The biphasic effects of locus coeruleus noradrenergic activation on dendrodendritic inhibition in the rat olfactory bulb.

Some forms of olfactory learning require intact noradrenergic terminals in the olfactory bulb that originate from the locus coeruleus. To clarify the action of noradrenergic inputs on the dendrodendritic interaction between mitral and granule cells in the rat olfactory bulb, we analyzed field potentials in the granule cell layer of the olfactory bulb evoked by paired-pulse stimulation of the lateral olfactory tract before and after the activation of the locus coeruleus.
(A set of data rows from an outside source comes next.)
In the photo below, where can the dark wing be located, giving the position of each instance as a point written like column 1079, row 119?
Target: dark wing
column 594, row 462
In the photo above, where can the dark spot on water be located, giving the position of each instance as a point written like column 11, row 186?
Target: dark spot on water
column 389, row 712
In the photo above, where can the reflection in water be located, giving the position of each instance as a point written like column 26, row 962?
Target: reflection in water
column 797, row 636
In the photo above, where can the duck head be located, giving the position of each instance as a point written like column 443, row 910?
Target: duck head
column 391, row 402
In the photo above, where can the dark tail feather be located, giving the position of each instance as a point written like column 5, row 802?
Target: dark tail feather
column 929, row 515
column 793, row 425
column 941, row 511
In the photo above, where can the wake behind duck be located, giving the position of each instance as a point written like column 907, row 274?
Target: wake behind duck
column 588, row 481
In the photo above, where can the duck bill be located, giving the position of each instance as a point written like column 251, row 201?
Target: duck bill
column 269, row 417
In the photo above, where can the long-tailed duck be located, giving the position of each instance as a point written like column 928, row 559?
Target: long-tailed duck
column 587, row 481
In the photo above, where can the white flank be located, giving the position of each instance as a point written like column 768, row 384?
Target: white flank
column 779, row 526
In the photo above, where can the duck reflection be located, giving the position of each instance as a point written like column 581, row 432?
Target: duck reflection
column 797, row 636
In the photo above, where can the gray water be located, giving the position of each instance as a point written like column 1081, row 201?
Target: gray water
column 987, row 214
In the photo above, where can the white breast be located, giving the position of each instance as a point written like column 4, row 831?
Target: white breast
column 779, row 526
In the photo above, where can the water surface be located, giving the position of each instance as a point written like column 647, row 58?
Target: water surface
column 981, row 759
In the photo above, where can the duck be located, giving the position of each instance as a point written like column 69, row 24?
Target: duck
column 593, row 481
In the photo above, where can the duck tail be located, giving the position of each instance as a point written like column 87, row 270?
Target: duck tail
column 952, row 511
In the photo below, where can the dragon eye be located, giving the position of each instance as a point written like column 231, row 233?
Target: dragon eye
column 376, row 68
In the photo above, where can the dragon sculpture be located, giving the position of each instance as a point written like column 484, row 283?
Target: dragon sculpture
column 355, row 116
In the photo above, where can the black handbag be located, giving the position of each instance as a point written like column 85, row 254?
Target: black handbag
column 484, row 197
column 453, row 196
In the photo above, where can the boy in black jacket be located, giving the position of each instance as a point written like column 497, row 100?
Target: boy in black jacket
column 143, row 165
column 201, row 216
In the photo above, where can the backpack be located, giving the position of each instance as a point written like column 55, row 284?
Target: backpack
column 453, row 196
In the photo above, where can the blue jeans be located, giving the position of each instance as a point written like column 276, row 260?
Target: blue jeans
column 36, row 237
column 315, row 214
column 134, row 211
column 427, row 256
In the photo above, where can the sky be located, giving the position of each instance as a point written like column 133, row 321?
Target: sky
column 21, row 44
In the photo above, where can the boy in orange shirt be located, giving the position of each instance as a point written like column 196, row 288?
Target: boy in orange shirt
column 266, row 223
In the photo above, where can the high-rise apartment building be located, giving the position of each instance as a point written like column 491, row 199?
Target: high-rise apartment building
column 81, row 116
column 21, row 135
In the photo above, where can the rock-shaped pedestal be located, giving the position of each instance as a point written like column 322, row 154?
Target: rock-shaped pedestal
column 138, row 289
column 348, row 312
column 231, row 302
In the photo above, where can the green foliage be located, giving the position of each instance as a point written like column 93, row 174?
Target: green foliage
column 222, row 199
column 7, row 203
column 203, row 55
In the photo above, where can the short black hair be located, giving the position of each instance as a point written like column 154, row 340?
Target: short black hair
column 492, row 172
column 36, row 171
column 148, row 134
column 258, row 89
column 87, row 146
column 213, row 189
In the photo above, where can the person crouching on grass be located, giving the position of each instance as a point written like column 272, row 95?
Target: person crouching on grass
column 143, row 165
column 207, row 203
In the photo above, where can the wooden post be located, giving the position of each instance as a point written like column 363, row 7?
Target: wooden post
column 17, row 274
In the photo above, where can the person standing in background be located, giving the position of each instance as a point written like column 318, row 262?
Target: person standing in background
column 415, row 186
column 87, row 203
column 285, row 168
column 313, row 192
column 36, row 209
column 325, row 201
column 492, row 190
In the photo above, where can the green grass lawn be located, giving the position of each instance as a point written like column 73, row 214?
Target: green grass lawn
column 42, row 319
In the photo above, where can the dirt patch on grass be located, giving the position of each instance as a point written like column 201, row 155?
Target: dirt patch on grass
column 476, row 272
Locus coeruleus activation by glutamate injection in the vicinity of the nucleus changed only the test response without any effect on conditioning response. Paired-pulse inhibition measured from the ratio of test response amplitude to conditioning response amplitude was significantly depressed immediately after locus coeruleus activation. Conversely, 2 min later, paired-pulse inhibition was significantly potentiated. The significant potentiation of inhibition lasted for several minutes. The depression-potentiation sequence of paired-pulse inhibition was blocked by infusion of timolol, a beta-antagonist, into the olfactory bulb, in a dose-dependent manner, but not by infusion of phentolamine, an alpha-antagonist. Infusion of isoproterenol, a beta-agonist, into the bulb mimicked the depression of paired-pulse inhibition by locus coeruleus activation. These results suggest that glutamate activation of the locus coeruleus produces a depression-potentiation sequence in granule cell-mediated feedback inhibition onto mitral cells in the olfactory bulb through beta-adrenergic receptors.